There were some 260 exhibitors at KBIS 2014 which was held in Las Vegas during the first week of February this year. I tried valiantly to see them all, but these old legs wouldn’t carry me as far as I would have liked. One exhibitor that I missed was in one of the smallest booths, but made, just the same one of the biggest splashes at KBIS. Along with showing their wares to sundry and all, exhibitors at affairs like these are also entered into an annual competition that showcases the best of the kitchen and bath industry. Glideware won the “Best of KBIS” – Kitchen: Silver Award, which puts them in some very heady company. These Awards are typically won by household names like Delta, Kohler, Dacor, and Electrolux. Glideware is a company that didn’t exist this time last year.
A young couple from Grand Junction, Colorado, Dave and Jenny Hall, came up with one of those new product concepts that tends to blow one’s mind with both its workability and its sense of why-in-the-world-has-no-one-ever-thought-of-that-before? Here’s the thing. We’ve all been there, right? We’ve all stooped over to get a pot or pan from a kitchen base cabinet, and had to grunt and strain to get the one we want. If it’s the one on top, no problem. If it’s down a bit in the stack—and we all have those stacks of pots and skillets—then you have to pull out the whole thing to get the one you want.
Face it. Most of us live in tract homes with kitchens still sporting the kitchen cabinetry that came with the house, AKA, cheap. Typically, those kitchen base cabinets have one drawer at the top, then a door that opens to the main storage unit. Nowadays, they no longer build cabinets with fixed shelves, so you have one adjustable shelf in the cabinet. Both shelves have a jumble of pots and pans because, try as we might to finally organize that mess, we never do. That’s not so much from laziness or procrastination as it is from the simple logistics of that particular arrangement. All you can really do is make piles of your kitchen utensils cooking equipment. And no matter how hard you try to keep it arranged in some semblance of order, it rarely works, either from inertia or from kids doing the dishes (do they still do that?).

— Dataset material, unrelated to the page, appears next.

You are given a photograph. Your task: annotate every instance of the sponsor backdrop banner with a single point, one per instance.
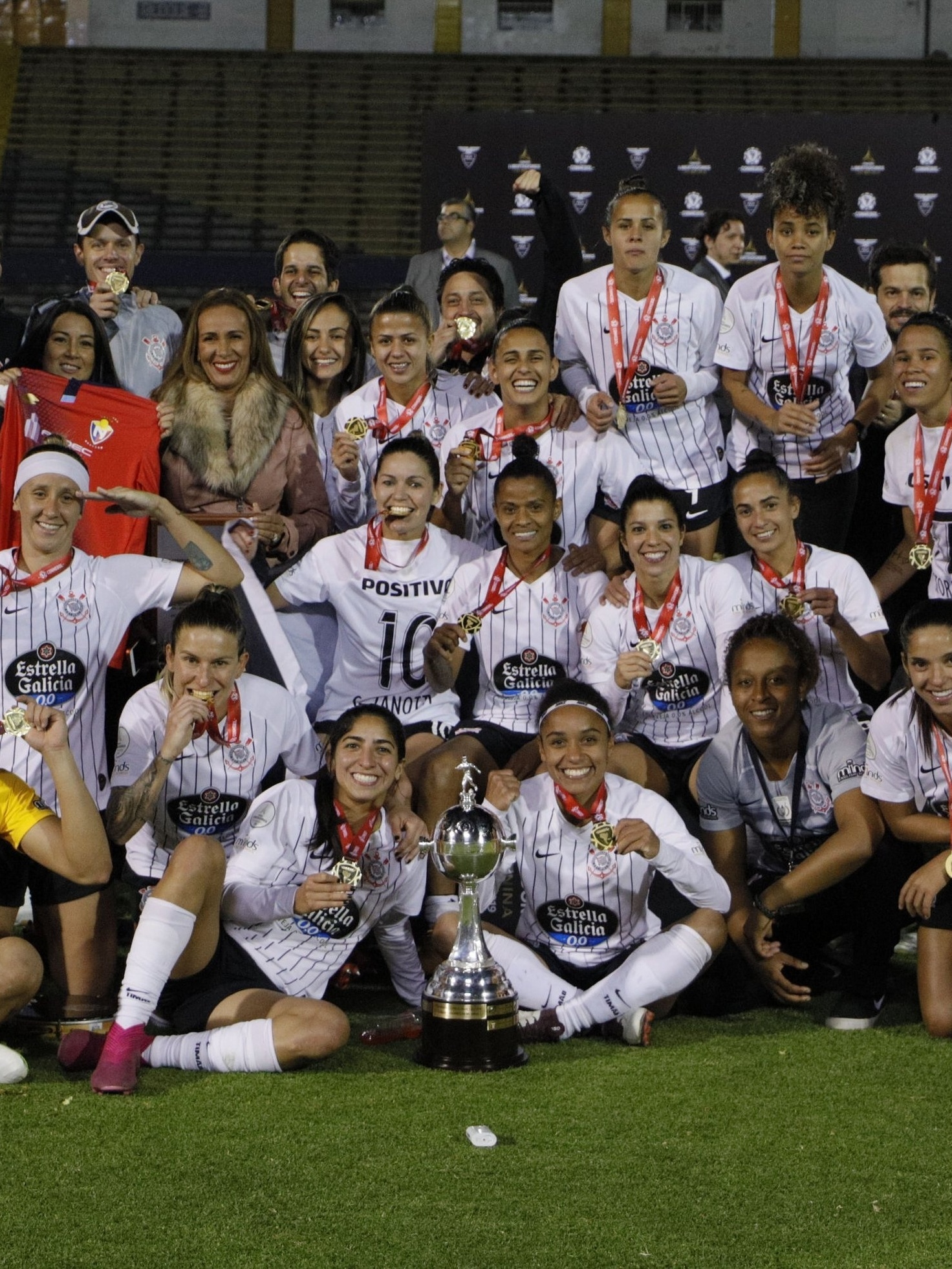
(894, 168)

Well, sir. Along come Dave and Jenny, and suddenly it’s a whole ‘nother ball game. They have created a product that not only works like a champ, but one that is ideally suited for either new or old construction. At the moment they are marketing their efforts to do-it-yourselfers who have found the installation of this product to be every bit as well thought out as the product itself. It comes fully assembled and only needs four screws to install it, which makes aftermarket installation simplicity itself. However, with all the attention they got at KBIS from people in the trade, they’re now working with some of the biggest cabinet companies to have Glideware offered in their cabinetry.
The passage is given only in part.